Title to property may be transferred without the owner's consent.

- escheat
- condemnation by power of Eminent Domain
- foreclosure
- adverse possession

2

escheat

The power of a state to acquire title to property of a person who dies without will or heirs.

3

Adverse possession

Adverse possession is the loss of your property or some rights to your property because of continued use by someone else. The original owner can lose complete title (ownership) to the property or only a right to use part of the property, such as an easement called a prescriptive easement or easement by prescription.

The basic premise of adverse possession is that someone other than the owner uses a piece of property openly, publicly, and without the owner’s consent for a specified period of time.

Title may be taken away from owner who:
- fails to use the property
- doesn't inspect the property for a certain number of years.

4

What does the acronym ONCHA stands for?

Usually the possession by the claimant for adverse possession must have the following characteristics, which can be remembered as ONCHA.

The property use must be
• Open - obvious to anyone who looks,
• Notorious - known by others,
• Continuous - uninterrupted,
• Hostile - without the true owner's consent
• Adverse - against the true owner's right of possession.

5

color of title

A person has "color of title" to a piece of property when, for one reason or another, the document evidencing title (a deed, for example) is invalid.

"Color of title" is a phrase used in real estate to refer to title that may have the appearance of good and valid title to property, but in actuality, there is either no title or a vital defect in the title that makes it ineffective.

6

testate

A person who dies testate has prepared a will.

7

intestate

person who dies without a valid will.

8

testator

the person who makes a will

9

devise, devisee

The gift of real property by willis known as a devise.
a clause in a will leaving real estate to someone.

person who receives real property by will is known as a devisee

10

Demise

Demise is to convey an estate for years (leasing or letting)

Transfer of real estate by a lease or will.
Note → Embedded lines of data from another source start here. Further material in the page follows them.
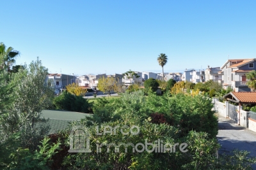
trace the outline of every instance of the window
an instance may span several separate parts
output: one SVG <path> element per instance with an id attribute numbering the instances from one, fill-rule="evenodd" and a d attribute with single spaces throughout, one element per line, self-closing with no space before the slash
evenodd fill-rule
<path id="1" fill-rule="evenodd" d="M 253 67 L 254 67 L 253 63 L 250 63 L 249 64 L 249 68 L 253 68 Z"/>

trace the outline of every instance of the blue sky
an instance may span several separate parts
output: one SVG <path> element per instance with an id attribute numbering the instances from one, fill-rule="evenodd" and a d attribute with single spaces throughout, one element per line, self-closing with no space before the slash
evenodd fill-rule
<path id="1" fill-rule="evenodd" d="M 0 42 L 51 73 L 164 72 L 256 58 L 256 1 L 3 1 Z"/>

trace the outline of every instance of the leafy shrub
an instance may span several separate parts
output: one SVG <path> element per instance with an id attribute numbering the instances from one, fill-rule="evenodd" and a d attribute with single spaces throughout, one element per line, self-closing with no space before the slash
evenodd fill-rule
<path id="1" fill-rule="evenodd" d="M 60 143 L 50 145 L 49 138 L 44 138 L 40 141 L 38 149 L 31 152 L 28 148 L 19 147 L 19 138 L 20 134 L 13 134 L 4 143 L 0 144 L 1 152 L 5 155 L 0 158 L 1 169 L 50 169 L 52 155 L 60 149 Z M 13 141 L 11 141 L 13 139 Z M 3 148 L 2 148 L 3 147 Z M 6 150 L 2 150 L 6 148 Z M 0 153 L 1 153 L 0 152 Z"/>
<path id="2" fill-rule="evenodd" d="M 172 88 L 175 83 L 176 81 L 173 79 L 170 79 L 168 81 L 167 81 L 166 90 L 171 90 Z"/>
<path id="3" fill-rule="evenodd" d="M 256 106 L 253 106 L 251 108 L 251 111 L 256 112 Z"/>
<path id="4" fill-rule="evenodd" d="M 166 119 L 163 114 L 159 114 L 158 113 L 152 113 L 150 117 L 152 118 L 151 122 L 153 124 L 160 124 L 166 123 Z"/>
<path id="5" fill-rule="evenodd" d="M 215 96 L 215 89 L 211 90 L 209 95 L 210 97 L 214 97 Z"/>
<path id="6" fill-rule="evenodd" d="M 140 90 L 140 85 L 138 84 L 132 84 L 128 87 L 128 89 L 127 90 L 126 90 L 126 91 L 128 91 L 129 92 L 133 92 L 138 91 L 139 90 Z"/>
<path id="7" fill-rule="evenodd" d="M 158 89 L 159 84 L 157 81 L 152 78 L 150 78 L 144 82 L 144 87 L 147 90 L 148 90 L 150 88 L 153 92 L 156 92 Z"/>
<path id="8" fill-rule="evenodd" d="M 56 109 L 82 113 L 90 113 L 92 104 L 82 96 L 76 96 L 64 92 L 53 100 Z"/>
Traditionally, the transfer was limited to a term of years but the expression has come to refer to outright gifts as well.
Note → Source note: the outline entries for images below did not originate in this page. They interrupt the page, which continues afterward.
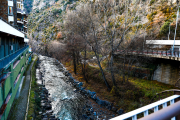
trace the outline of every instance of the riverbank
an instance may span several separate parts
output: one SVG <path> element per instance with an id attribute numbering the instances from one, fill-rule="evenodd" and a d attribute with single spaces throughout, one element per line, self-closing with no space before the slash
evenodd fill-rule
<path id="1" fill-rule="evenodd" d="M 122 84 L 121 76 L 115 75 L 118 85 L 118 95 L 113 90 L 110 92 L 106 89 L 105 84 L 103 83 L 102 77 L 99 74 L 99 68 L 87 66 L 86 77 L 88 83 L 83 79 L 83 74 L 81 66 L 77 66 L 77 74 L 73 72 L 73 65 L 71 63 L 65 63 L 65 67 L 72 76 L 80 82 L 83 82 L 83 87 L 91 91 L 96 92 L 97 96 L 102 100 L 109 101 L 113 103 L 114 106 L 117 106 L 118 109 L 123 109 L 124 112 L 129 112 L 144 105 L 149 104 L 153 96 L 156 93 L 168 90 L 168 89 L 178 89 L 172 85 L 167 85 L 152 80 L 144 80 L 139 78 L 129 78 L 129 81 L 125 84 Z M 112 81 L 110 73 L 105 71 L 106 78 L 110 85 L 112 86 Z"/>
<path id="2" fill-rule="evenodd" d="M 31 118 L 36 116 L 36 119 L 48 119 L 49 110 L 51 111 L 51 116 L 62 120 L 89 120 L 99 118 L 107 120 L 116 116 L 114 112 L 109 111 L 106 107 L 102 107 L 88 98 L 93 92 L 88 91 L 88 96 L 87 94 L 82 94 L 81 92 L 84 89 L 81 90 L 80 87 L 83 84 L 72 78 L 66 68 L 54 58 L 39 56 L 35 81 L 36 84 L 39 84 L 39 86 L 42 86 L 46 90 L 46 93 L 44 94 L 43 92 L 42 94 L 42 91 L 39 91 L 41 96 L 40 109 L 32 109 L 31 111 L 35 112 L 31 114 Z M 35 88 L 38 89 L 40 87 Z M 34 91 L 34 97 L 39 92 L 38 90 Z M 45 99 L 45 101 L 42 99 Z M 100 99 L 98 100 L 99 102 L 105 102 L 100 101 Z M 36 101 L 36 98 L 34 101 Z M 51 108 L 49 107 L 49 110 L 45 109 L 43 111 L 42 109 L 46 107 L 47 103 L 50 103 Z M 38 108 L 37 106 L 39 105 L 31 108 Z"/>
<path id="3" fill-rule="evenodd" d="M 25 73 L 25 80 L 23 82 L 20 96 L 14 100 L 7 120 L 24 120 L 25 119 L 29 86 L 30 86 L 30 81 L 31 81 L 30 72 L 31 72 L 31 68 L 34 65 L 35 60 L 36 60 L 36 57 L 33 57 L 32 61 L 29 63 L 27 67 L 27 71 Z"/>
Its technical meaning is to convey land by deed to another for a limited time period.

11

Probate

Probate is the formal judicial process for verifying the validity of a will and accounting for the decedent's assets

12

holographic will

holographic will is a will and testament that has been entirely handwritten and signed by the testator.

13

nuncupative will

A verbal will that must have two witnesses and can only deal with the distribution of personal property.

A nuncupative will is considered a "deathbed" will, meaning that it is a safety for people struck with a terminal illness and robbed of the ability or time to draft a proper written will.